// the find
Agent-RL/ReCall
ReSearch: Learning to Reason with Search for LLMs via Reinforcement Learning & ReCall: Learning to Reason with Tool Call for LLMs via Reinforcement Learning
ReCall trains LLMs to use arbitrary tools (not just search) through reinforcement learning, without needing supervised examples of tool-use trajectories. It extends the earlier ReSearch work beyond web search to any Python-callable tool. The target audience is ML researchers working on agent training, not practitioners looking to deploy a tool-using agent today.
The core RL-without-demonstrations approach is genuinely interesting — the model learns when and how to call tools purely from outcome rewards, which sidesteps the expensive human-annotation bottleneck for tool-use data. The sandbox architecture for safely executing arbitrary Python tool code is the right call and shows the authors thought about the obvious security problem. Pre-trained models are available on HuggingFace, so you can reproduce results without running the full training pipeline. The decision to build on verl (a serious distributed RL framework) rather than rolling their own training loop means the training infrastructure isn't the bottleneck.

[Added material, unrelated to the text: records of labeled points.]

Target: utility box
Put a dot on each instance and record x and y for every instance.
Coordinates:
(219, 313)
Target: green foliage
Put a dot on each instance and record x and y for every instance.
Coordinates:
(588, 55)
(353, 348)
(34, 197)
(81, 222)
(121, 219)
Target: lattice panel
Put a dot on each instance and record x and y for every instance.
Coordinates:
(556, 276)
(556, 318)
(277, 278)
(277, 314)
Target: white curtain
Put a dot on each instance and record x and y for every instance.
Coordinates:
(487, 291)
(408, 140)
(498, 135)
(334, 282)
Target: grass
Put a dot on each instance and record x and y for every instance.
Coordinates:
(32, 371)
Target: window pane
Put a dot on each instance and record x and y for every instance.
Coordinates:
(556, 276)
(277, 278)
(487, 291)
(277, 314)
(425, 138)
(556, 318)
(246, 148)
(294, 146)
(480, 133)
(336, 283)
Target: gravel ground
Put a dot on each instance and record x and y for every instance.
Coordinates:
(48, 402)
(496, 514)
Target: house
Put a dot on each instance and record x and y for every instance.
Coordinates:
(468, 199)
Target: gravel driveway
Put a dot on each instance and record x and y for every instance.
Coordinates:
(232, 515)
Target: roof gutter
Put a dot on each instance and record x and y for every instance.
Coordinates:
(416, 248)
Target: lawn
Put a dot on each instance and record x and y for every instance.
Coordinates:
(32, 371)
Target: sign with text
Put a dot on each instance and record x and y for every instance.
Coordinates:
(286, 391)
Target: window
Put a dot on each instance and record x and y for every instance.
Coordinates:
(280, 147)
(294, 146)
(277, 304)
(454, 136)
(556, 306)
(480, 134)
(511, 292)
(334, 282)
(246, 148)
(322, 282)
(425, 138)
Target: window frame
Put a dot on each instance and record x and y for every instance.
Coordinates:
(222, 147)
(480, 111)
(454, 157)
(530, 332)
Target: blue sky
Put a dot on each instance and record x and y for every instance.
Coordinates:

The sandbox they ship is explicitly described as 'basic' and they warn against local hosting due to security risks — that's a significant gap for anyone who wants to train with custom tools in a controlled environment. The BFCL evaluation code is listed as 'coming soon', which means the headline claim about general tool-use is only partially verified in the repo. The whole stack requires coordinating five separate services (model server, sandbox, retriever, Ray cluster, training script), and the multi-node setup docs are thin — getting this running end-to-end on new hardware will burn a day. The repo was renamed from ReSearch to ReCall in April 2025 and hasn't been touched since May, suggesting active development may have stalled.